The staff there will meet with the student to determine which accommodations will be appropriate.

Some other examples of accommodations in higher education

include taking tests in a separate setting, having a note taker or permission to record lectures,

and using a sign language interpreter.

Accessibility, on the other hand, refers to a set of design standards,

developed by the World Wide Web Consortium,

to ensure online materials are available to everyone--

regardless of the means by which the content is acquired.

So, what does that mean?

Well, if you think about it, there’s lots of ways people can access online materials.

They can use a computer, smartphone, tablet, or glasses!

But how might the experience be different for people who are unable to see or hear the content?

How might this change the experience of an online class?

There are actually many assistive technologies available that make accessing online materials possible

for people with vision, hearing, or mobility impairments.

For example, a student with a vision disability may use a refreshable braille display

or a screen reader to access an online course.

[JAWS SCREEN READER] Course colon Creating Accessible Documents.

Heading list dialog. Heading List view.

Navigation colon Administration colon two. Enter.

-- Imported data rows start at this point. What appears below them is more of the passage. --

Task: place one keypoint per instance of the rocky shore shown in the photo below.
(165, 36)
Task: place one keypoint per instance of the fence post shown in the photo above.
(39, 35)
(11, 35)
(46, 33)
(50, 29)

Heading level two: Administration.

[VOICEOVER RESUMES] If the course was created with accessibility in mind,

then it will be just as easy for the student using assistive technology to navigate

and receive information from the course, as it would be for a peer with no impairment.

Accessibility guidelines define how materials intended for the online environment should be designed.

Some of the guidelines include consideration for color and contrast, building structure into a page,

providing a text representation of images, captioning videos, and creating descriptive hyperlinks.

So, to sum up the difference between accommodation and accessibility,

if we think of an accommodation as assistance intended to help one student succeed,

then accessibility proactively ensures online materials meet the needs of a diverse audience.